As with DHL, Oracle is treating individual charge payments by its drivers as an expense item, with the driver having to field any fines that he or she might incur. However, Green points out that while Oracle aspires to be an ethical company with a green tinge to it, it is already aware of a dilemma caused by the fact that many of its employees with company cars have taken to using public transport to get to client sites in the zone.
That is all well and good, Green says, but it leaves Oracle having to pick up the tab for providing a company car in the first place and for the new increase in expenditure on public transport.

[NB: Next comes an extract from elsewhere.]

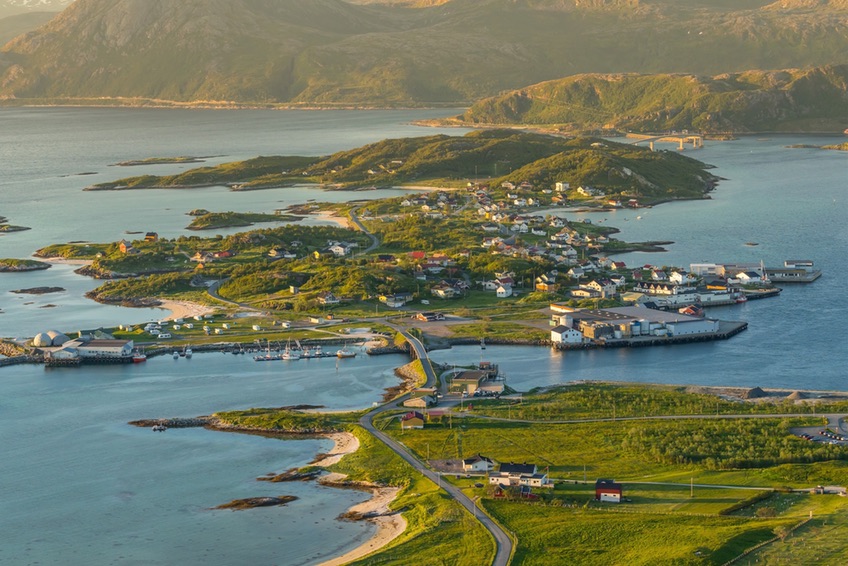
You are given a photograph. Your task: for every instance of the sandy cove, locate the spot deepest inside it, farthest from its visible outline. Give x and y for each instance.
(183, 309)
(389, 525)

“On the plus side, there is less wear and tear on the car, which enhances its residual value. On the down side, we are now paying for both public transport and a car. This is something we are looking to address through new policies,” he comments.
LeasePlan UK managing director Kevin McNally points out that a survey of LeasePlan customers just prior to the introduction of the charge found that 86% of businesses had decided to continue driving into London as usual, despite the charge. “You would not find a single business, including our own, that would be happy with a gridlocked London, but companies are uncertain right now of the scale of the administrative burden the scheme is likely to impose.

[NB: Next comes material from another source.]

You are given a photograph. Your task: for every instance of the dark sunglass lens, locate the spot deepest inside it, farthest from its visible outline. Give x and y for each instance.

“There is simply no system in most companies for capturing in some centralised, available way where company car drivers are headed when they get into their cars. We can help our fleet operator customers deal with these challenges, but they will need to be met,” says McNally.
One of the more innovative elements of the TfL scheme is an option that allows drivers to use their mobile phones to pay their congestion charge.
Mark Fitzgerald, business development director at WAPmx, whose SMS Gateway product is at the heart of the TfL SMS (text messaging) option, explains that drivers can initially phone or go online to the TfL call centre to give their personal, car registration and credit card details. Thereafter, every time they want to pay the congestion charge, all they do is key a special number, 81099, into their mobile phone, then give the last four digits of their credit card.
The system holds the driver’s details, so the mobile phone number, which is automatically captured by the SMS system together with the last four digits of their credit card, is sufficient to identify them accurately.
The system then debits their credit card for the day’s congestion charge.
Thanks to the flexibility of SMS, the scheme allows a driver to pay for someone else’s congestion charge as well by texting in 0024 followed by a space, followed by the additional car registration number. As Fitzgerald explains that a user might share a trip in to London with a friend and agree to pay the congestion charge in return for a lift in.
Once there is some uniformity among the networks, it would be possible for TfL to identify a driver’s vehicle from the cameras, recognise that they are a member of the SMS scheme, and text them to say they have been billed £5.
Fitzgerald hopes that the striking efficiency of this approach will prompt UK corporates to think more creatively about how SMS can be applied to their business processes. “We hope to see (more) business interest in the potential of SMS, thanks to the high profile it will get from the TfL scheme,” he says.